There seems in very recent times, to have been a shift from the chest-beating approach of Wolf of Wall Street autocrats dictating how the world should operate around them, towards a more humanized, inclusive approach. It has been the case for a very long time that a quality of good leadership is to ‘never be wrong’, as this would be a sign of weakness. Consequently, it was always necessary to have an answer and to be able to deflect criticism or even constructive feedback. To that extent, the simple act of an apology seemed to be completely off the cards and would, instead, be replaced by sophisticated PR campaigns in response to allegations, or even litigation for libel in the most extreme cases to avoid any admission of culpability in the wake of company wrong-doings.
In fact, I would challenge anyone to recall, in the last 20 years any memorable and meaningful examples of company leaders coming forwards and making public statements of apology for episodes such as the downfall of RBS under the infamous Fred “The Shred” Goodwin, during the last financial crisis. It seems to me that a characteristic of those at the centre of such white collar crimes or even the earlier referred to Travis Kalanick, whose behaviour was shown publically to be morally suspect, is that ‘sorry’ always seems to be the hardest word on the part of the perpetrator.
This could be put down to a host of factors such as the endemic corporate culture in which such figures responsible for these reprehensible episodes operate. It could even be down to individual narcissistic, or even psychotic character traits as, clearly, to climb the top of the greasy-pole in such environments takes a certain type of competitive spirit that is simply not natural. That said, I personally see this as part of a wider trend that has been endemic in MNC leadership culture for too long. My view is also that as the consumer audience becomes more wary and weary of predictable PR spin and the momentum of demand for social justice grows, the expectations of the global leadership community is evolving; slowly to start with though the green shoots of change are certainly sprouting.
It seems a new vocabulary is emerging, that may seem heinous to those that pine for the days when anyone in C-suite was infallible by default.
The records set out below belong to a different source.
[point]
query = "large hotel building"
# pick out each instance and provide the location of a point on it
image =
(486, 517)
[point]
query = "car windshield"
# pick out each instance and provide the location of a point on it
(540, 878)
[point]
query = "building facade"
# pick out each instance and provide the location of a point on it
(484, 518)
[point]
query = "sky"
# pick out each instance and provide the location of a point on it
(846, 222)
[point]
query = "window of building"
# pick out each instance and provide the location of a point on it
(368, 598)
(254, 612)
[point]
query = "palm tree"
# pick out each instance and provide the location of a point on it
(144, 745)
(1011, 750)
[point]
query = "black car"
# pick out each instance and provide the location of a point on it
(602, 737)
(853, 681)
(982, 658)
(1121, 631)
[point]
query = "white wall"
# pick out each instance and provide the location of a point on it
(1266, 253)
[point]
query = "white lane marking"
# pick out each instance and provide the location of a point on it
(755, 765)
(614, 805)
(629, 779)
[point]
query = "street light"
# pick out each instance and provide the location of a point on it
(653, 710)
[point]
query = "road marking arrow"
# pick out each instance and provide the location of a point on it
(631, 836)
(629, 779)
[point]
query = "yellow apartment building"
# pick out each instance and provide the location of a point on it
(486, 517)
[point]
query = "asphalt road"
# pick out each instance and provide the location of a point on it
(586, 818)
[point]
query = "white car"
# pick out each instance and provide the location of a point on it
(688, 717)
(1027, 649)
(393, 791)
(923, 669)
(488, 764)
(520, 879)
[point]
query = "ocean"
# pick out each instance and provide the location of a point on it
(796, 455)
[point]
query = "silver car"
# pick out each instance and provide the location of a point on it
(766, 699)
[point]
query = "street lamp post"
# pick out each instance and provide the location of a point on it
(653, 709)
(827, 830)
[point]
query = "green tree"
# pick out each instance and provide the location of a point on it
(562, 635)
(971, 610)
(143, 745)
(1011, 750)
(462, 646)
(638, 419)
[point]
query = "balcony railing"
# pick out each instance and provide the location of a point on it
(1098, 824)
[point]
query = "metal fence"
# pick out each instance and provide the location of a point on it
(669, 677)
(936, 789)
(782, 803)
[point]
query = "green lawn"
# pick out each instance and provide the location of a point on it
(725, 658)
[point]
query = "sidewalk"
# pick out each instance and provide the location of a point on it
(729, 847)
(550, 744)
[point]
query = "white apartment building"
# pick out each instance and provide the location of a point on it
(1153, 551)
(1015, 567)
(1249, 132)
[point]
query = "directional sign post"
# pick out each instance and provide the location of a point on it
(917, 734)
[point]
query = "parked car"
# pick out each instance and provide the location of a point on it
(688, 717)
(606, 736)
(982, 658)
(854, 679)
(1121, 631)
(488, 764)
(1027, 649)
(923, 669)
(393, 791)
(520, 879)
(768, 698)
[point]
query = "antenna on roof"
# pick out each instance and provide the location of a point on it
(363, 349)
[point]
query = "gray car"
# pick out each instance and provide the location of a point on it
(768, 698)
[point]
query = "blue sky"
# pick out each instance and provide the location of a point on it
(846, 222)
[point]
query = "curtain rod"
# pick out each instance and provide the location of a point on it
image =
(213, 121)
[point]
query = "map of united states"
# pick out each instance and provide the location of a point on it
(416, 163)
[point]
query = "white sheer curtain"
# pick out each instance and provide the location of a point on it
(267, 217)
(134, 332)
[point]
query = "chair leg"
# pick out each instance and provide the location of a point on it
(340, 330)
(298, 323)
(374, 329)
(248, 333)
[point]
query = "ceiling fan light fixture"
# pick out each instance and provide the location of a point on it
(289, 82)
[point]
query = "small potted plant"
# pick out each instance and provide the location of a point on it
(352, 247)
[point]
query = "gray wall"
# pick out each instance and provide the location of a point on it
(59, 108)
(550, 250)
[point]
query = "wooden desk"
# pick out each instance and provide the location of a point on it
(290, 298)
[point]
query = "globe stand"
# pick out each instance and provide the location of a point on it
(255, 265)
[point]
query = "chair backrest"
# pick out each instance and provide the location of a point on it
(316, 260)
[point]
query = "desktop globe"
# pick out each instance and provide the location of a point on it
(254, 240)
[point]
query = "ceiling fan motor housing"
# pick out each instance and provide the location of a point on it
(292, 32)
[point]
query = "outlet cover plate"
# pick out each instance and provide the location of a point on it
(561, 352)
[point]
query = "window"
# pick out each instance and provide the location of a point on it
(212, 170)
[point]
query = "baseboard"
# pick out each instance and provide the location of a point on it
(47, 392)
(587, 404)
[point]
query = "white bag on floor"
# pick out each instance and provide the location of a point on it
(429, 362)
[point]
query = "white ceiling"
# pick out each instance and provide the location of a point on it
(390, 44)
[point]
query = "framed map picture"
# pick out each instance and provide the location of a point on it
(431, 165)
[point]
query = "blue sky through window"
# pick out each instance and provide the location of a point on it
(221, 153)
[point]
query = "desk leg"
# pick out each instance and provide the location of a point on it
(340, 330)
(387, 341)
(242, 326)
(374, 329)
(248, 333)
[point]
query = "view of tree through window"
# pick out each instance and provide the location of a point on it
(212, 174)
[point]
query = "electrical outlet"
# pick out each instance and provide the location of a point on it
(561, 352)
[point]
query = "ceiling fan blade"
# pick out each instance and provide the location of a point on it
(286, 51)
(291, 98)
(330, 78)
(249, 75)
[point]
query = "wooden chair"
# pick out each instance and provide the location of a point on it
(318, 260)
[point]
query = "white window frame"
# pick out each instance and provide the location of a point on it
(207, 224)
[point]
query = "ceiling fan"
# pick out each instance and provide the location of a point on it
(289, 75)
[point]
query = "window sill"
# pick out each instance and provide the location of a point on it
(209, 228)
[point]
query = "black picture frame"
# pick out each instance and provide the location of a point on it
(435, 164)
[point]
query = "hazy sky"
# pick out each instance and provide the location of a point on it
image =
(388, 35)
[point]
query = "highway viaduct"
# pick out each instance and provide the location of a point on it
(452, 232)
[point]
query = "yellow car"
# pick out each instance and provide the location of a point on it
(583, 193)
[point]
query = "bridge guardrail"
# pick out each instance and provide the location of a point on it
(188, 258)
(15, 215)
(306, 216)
Words and phrases such as:
...seem to have crept into the global C level management handbook.
So why is this relevant to most of us, who don’t necessarily report to a Global CEO of a multi-billion dollar corporation? My view it’s that is has huge significance as, my observation is that, either deliberately or subconsciously, the behaviours of those at the top of global industries have a trickle-down effect for all and reflect, to at least varying degrees, the trends of corporate culture that we all end up having to accept. If the new CEO of Uber and many other trailblazing companies across industries can demonstrate that it is possible to be humanized AND hugely successful, it will prove a point that will herald a far more authentic, less image conscious and more ethically-centric working experience for everyone. To that extent, it will also be a further expectation placed on leadership that staff expect this approach and there can be no further acceptance of Wolf of Wall Street standards and culture.
On a more personal level, even in my 16 years’ of experience within the recruitment sector, having worked at some large global PLCs, it was the quality that over the years I had grown cynical towards when considering necessary qualities for the climbing the corporate ladder. If I am correct in my prediction, that leadership culture for all is changing for the better, then I expect this comes as a welcome prospect for those that are ambitious and don’t wish to trade their values in return.